「財産」をテーマに作ったかべ新聞を紹介する5年生=大野郡白川村鳩谷、白川郷学園
気になる記事や写真を廊下に掲示。仲間との意見交換の場にもなっている=同

2016、17年度のNIE(教育に新聞を)実践校である大野郡白川村立白川郷学園(同村鳩谷)は、羽島市立桑原学園(同市桑原町八神)とともに本年度、県内で初めて設置された「義務教育学校」。小中学校9年間の教育活動を一貫して行い、白川郷学園では1~9年生計127人が学んでいる。特色ある教育のもとで深化させるNIE実践の歩みと成果を探った。

 白川郷学園は11年度から小中一貫校となり、13年度からはコミュニティ・スクールとして地域の特性を生かした教育に取り組んできた。義務教育学校は学校独自にカリキュラムを作成することができ、本年度から▽村民憲章に沿って9年間で学習・体験を重ねる「ふるさと学習」▽村の伝統文化などを地域の人から学ぶ「白川びと学」▽1年生から白川村を題材にした英語を学ぶ「英語教育」-などのカリキュラムを編成。

 このうち「白川びと学」では、8年生12人が「白川郷の新しい名物を作ろう」と赤カブやワラビなど地元食材を用いた「白川郷いなり」を考案・開発し、地域の協力を得て飲食施設やアンテナショップなどで販売、今月11日からは道の駅「白川郷」(同村飯島)の食堂メニューに加わった。

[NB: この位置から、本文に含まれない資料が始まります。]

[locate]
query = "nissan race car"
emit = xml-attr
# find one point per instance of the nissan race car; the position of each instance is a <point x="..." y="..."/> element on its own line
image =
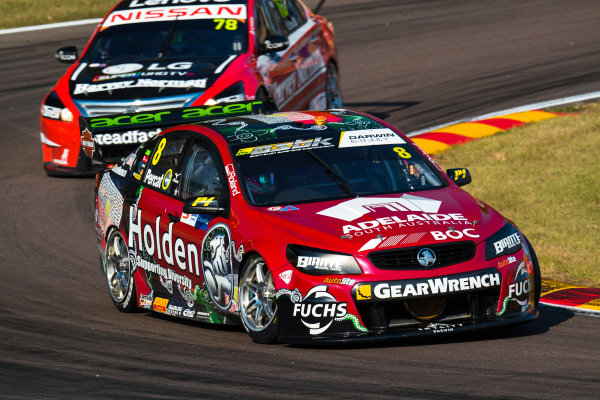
<point x="148" y="55"/>
<point x="303" y="226"/>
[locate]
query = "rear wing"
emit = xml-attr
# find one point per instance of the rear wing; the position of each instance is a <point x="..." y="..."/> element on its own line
<point x="93" y="128"/>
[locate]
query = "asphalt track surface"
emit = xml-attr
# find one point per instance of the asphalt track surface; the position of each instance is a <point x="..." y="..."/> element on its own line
<point x="415" y="63"/>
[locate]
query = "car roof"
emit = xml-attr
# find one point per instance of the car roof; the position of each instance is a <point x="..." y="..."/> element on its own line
<point x="269" y="128"/>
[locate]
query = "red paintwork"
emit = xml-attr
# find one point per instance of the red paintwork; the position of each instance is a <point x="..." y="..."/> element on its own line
<point x="268" y="75"/>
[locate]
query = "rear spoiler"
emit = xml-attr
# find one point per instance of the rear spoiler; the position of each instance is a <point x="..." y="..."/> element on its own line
<point x="89" y="127"/>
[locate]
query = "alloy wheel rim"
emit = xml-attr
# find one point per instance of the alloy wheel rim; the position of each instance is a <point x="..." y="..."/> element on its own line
<point x="118" y="271"/>
<point x="257" y="294"/>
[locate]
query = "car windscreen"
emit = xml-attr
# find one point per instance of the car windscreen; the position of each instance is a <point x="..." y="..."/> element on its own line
<point x="319" y="173"/>
<point x="169" y="40"/>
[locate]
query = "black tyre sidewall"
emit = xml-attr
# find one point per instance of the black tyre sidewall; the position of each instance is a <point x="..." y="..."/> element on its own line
<point x="129" y="303"/>
<point x="270" y="333"/>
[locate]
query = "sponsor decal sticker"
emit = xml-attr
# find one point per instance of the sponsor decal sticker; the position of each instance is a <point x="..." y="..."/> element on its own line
<point x="454" y="234"/>
<point x="300" y="144"/>
<point x="234" y="185"/>
<point x="160" y="304"/>
<point x="51" y="112"/>
<point x="437" y="327"/>
<point x="339" y="281"/>
<point x="507" y="243"/>
<point x="129" y="137"/>
<point x="353" y="209"/>
<point x="369" y="137"/>
<point x="87" y="142"/>
<point x="286" y="276"/>
<point x="318" y="309"/>
<point x="117" y="169"/>
<point x="151" y="83"/>
<point x="217" y="265"/>
<point x="209" y="11"/>
<point x="413" y="288"/>
<point x="507" y="261"/>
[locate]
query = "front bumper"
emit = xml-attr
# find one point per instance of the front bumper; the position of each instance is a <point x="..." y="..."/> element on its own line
<point x="425" y="329"/>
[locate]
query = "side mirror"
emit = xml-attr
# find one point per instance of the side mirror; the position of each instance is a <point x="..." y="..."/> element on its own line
<point x="274" y="43"/>
<point x="460" y="176"/>
<point x="203" y="205"/>
<point x="67" y="55"/>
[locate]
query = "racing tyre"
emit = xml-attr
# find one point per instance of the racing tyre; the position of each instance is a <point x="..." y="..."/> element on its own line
<point x="537" y="273"/>
<point x="258" y="308"/>
<point x="119" y="274"/>
<point x="333" y="92"/>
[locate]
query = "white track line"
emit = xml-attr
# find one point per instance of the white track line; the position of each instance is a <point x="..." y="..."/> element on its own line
<point x="529" y="107"/>
<point x="50" y="26"/>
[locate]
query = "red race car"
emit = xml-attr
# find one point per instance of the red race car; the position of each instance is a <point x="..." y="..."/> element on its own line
<point x="304" y="226"/>
<point x="147" y="55"/>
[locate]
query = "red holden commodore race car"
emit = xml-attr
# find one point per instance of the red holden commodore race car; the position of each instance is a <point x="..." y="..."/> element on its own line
<point x="312" y="226"/>
<point x="148" y="55"/>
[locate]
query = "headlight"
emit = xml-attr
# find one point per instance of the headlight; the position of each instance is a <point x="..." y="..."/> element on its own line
<point x="53" y="108"/>
<point x="233" y="93"/>
<point x="321" y="262"/>
<point x="66" y="115"/>
<point x="506" y="241"/>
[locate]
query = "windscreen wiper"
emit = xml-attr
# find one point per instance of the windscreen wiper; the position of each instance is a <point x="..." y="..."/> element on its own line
<point x="165" y="47"/>
<point x="343" y="183"/>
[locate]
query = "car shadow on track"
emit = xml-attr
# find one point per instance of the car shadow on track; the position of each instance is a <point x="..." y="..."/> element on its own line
<point x="549" y="317"/>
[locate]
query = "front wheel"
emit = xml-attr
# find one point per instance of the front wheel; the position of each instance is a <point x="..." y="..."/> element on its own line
<point x="119" y="274"/>
<point x="258" y="308"/>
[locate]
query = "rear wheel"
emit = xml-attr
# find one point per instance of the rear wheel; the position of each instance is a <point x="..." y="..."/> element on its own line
<point x="119" y="274"/>
<point x="332" y="87"/>
<point x="537" y="278"/>
<point x="258" y="308"/>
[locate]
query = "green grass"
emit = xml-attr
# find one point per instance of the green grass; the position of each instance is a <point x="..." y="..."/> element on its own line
<point x="15" y="13"/>
<point x="546" y="178"/>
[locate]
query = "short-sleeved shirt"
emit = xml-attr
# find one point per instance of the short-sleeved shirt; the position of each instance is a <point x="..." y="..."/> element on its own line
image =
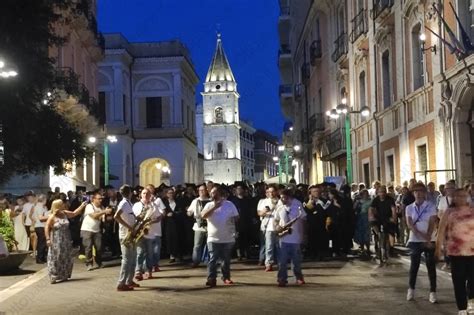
<point x="151" y="212"/>
<point x="284" y="214"/>
<point x="221" y="224"/>
<point x="89" y="223"/>
<point x="383" y="208"/>
<point x="420" y="216"/>
<point x="126" y="213"/>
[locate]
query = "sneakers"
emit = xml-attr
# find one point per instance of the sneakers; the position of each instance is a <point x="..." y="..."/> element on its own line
<point x="228" y="282"/>
<point x="139" y="276"/>
<point x="123" y="287"/>
<point x="211" y="283"/>
<point x="411" y="295"/>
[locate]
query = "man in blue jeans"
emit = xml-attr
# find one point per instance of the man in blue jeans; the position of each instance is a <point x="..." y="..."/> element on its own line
<point x="221" y="216"/>
<point x="290" y="219"/>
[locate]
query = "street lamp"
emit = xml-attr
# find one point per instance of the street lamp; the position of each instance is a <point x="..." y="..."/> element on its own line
<point x="344" y="109"/>
<point x="107" y="139"/>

 「英語教育」では、6年生17人が修学旅行先の京都と奈良で村のジュニア観光大使として白川郷観光マップ(前年度8年生制作)を配り、外国人観光客に英語で世界遺産・合掌集落など白川郷の魅力をPRした。

 同時にNIE活動も深めている。昨年度は先生が中心となって玄関前に新聞コーナーを開設し、旬の話題を紹介した。「宝探しコーナー」と位置付け、新聞に親しむ環境づくりに努めた。リオ五輪で金メダルを獲得した競泳の金藤理絵選手らの頑張りに刺激を受けたり、熊本地震の被災者に思いを寄せながら日常生活の大切さを知り感謝の気持ちを高めたりと、児童生徒たちは社会の出来事を多面的に見るようになった。

 本年度は学園の中心にある図書館に新聞コーナーを移設した。5年生のNIE係が毎朝、新聞を棚に並べ、「記事の中に習っていない漢字や分からない言葉を見つけたら図書館の辞書や本ですぐに調べることもできる」と学習意欲を向上させる。

 5、6年生は気になる記事をノートに貼って感想を記す自主学習に励むなど主体的な実践を重ねてきた。さらに5年生17人は新聞各紙を読み比べて表現の差なども見つけ、記事や写真を廊下に掲示して紹介。付箋に互いの感想を記すなど意見交流の場にもなっている。新聞で宝探しを続けるうちに自分たちの日常にも財産となる宝がたくさんあることに気付いた5年生は1学期の活動を"財産新聞"としてまとめた。岐阜新聞主催のかべ新聞コンクールにも出品する予定だ。

 ある班は、東日本大震災で被災した宮城県石巻市の門脇小学校児童が育てたヒマワリの種を譲り受け学校で育てたヒマワリの葉で今夏、1匹のセミが羽化したことを取り上げ、「希望」と記した。また、同村に伝わる民謡「こだいじん」(県重要無形民俗文化財)を民謡保存会の人たちから学んでいることを「財産」とし、地域の一員としての自覚を高める班もあった。

 新聞作りも終盤を迎えた10月上旬、涙を流している児童がいた。発行日、発行者などを書き忘れていたことに気付いた。新聞の成り立ちを授業で学び、日頃から記事を読んでいるのに-の悔し涙があふれる。伝えたいことは書いたが、伝えるべき情報は書けただろうか。読み手は細かに説明しなくても分かり合える仲間だけではない。書き手として改めて読み手の存在を強く意識した瞬間だった。

 「新聞を読み、理解し、発信する実践の一つ一つが子どもたちの生きる力、財産になっていると感じます」とNIE実践代表者で5年担任の横山成子教諭。水川和彦校長は「教育目標の『ひとりだち 自立 共生 貢献』のもと、未知への探究を続ける子どもたちの姿はたくましい。白川郷学園ならではの教育活動と関連させながら新聞活用の環境づくりに努めたい」と話す。